Microsoft AI Surpasses Humans In Natural Language Understanding With SuperGLUE Benchmark

ai robot
Natural language understanding (NLU) is a massive yet challenging goal for AI. According to Microsoft, one of the benchmarks for NLU, SuperGLUE, is “currently among the most challenging”. It seems that the test was not all that bad, though, as Microsoft is now at the top of the leaderboard, beating out human baselines.

The SuperGLUE benchmark has a series of ten tasks, which include things such as question answering, use of context, premise, and other language components to test AI. Microsoft uses the example of a task with the following:
Given the premise “the child became immune to the disease” and the question “what’s the cause for this?,” the model is asked to choose an answer from two plausible candidates: 1) “he avoided exposure to the disease” and 2) “he received the vaccine for the disease.”

To complete the task, one must know the relationship between the premise and the options. This is incredibly simple for a human as we have all the background knowledge we need, but an AI can struggle with it. To better tackle tasks like this, Microsoft updated its AI to a larger version with 48 transformer layers and 1.5 billion parameters. In short, the deBERTa model of AI is now more performant than ever, scoring 90.3, which puts it at the top of the leaderboard. For reference, the human baseline had a score of 89.8 in third place.
microsoft ai leaderboard
However, this is not the first AI model that has outperformed humans, as that trophy goes to the “T5 + Meena” model from Google Brain. It is still impressive, though, that Microsoft has taken the top spot over “T5 + Meena” in number two with a score of 90.2.

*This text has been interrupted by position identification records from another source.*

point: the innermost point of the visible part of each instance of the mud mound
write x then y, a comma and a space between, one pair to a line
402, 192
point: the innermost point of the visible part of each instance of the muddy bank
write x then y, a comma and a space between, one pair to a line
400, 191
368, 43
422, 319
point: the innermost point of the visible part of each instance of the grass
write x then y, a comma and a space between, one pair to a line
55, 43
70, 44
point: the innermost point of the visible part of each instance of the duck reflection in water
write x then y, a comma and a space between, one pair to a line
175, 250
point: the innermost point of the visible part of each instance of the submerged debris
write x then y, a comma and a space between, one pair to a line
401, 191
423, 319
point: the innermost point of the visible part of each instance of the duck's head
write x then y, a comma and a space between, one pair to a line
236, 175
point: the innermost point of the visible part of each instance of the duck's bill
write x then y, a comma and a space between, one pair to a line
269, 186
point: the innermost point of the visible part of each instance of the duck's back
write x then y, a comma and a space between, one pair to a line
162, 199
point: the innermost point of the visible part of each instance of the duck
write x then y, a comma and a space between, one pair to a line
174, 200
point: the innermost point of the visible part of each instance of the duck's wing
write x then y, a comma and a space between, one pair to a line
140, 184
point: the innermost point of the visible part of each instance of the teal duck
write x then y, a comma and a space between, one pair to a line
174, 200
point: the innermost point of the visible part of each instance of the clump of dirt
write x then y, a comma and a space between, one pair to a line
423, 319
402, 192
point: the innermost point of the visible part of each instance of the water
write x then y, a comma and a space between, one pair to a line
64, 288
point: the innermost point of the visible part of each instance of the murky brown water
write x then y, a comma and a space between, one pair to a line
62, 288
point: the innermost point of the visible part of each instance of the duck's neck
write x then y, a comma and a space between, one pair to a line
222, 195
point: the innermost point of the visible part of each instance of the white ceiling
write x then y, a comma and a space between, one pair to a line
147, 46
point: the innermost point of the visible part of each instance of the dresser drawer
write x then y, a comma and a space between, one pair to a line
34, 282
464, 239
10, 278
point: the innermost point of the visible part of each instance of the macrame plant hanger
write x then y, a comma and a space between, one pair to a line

Overall, what does this mean for the future of AI and its implementation in our daily lives? Well, Microsoft looks to “support products like Bing, Office, Dynamics, and Azure Cognitive Services, powering a wide range of scenarios involving human-machine and human-human interactions via natural language (such as chatbot, recommendation, question answering, search, personal assist, customer support automation, content generation, and others).” The Redmond-based company is also going to be releasing the DeBERTa model source code to the public for whatever use people can think of. Ultimately, this is a massive leap forward and “marks an important milestone toward general AI.”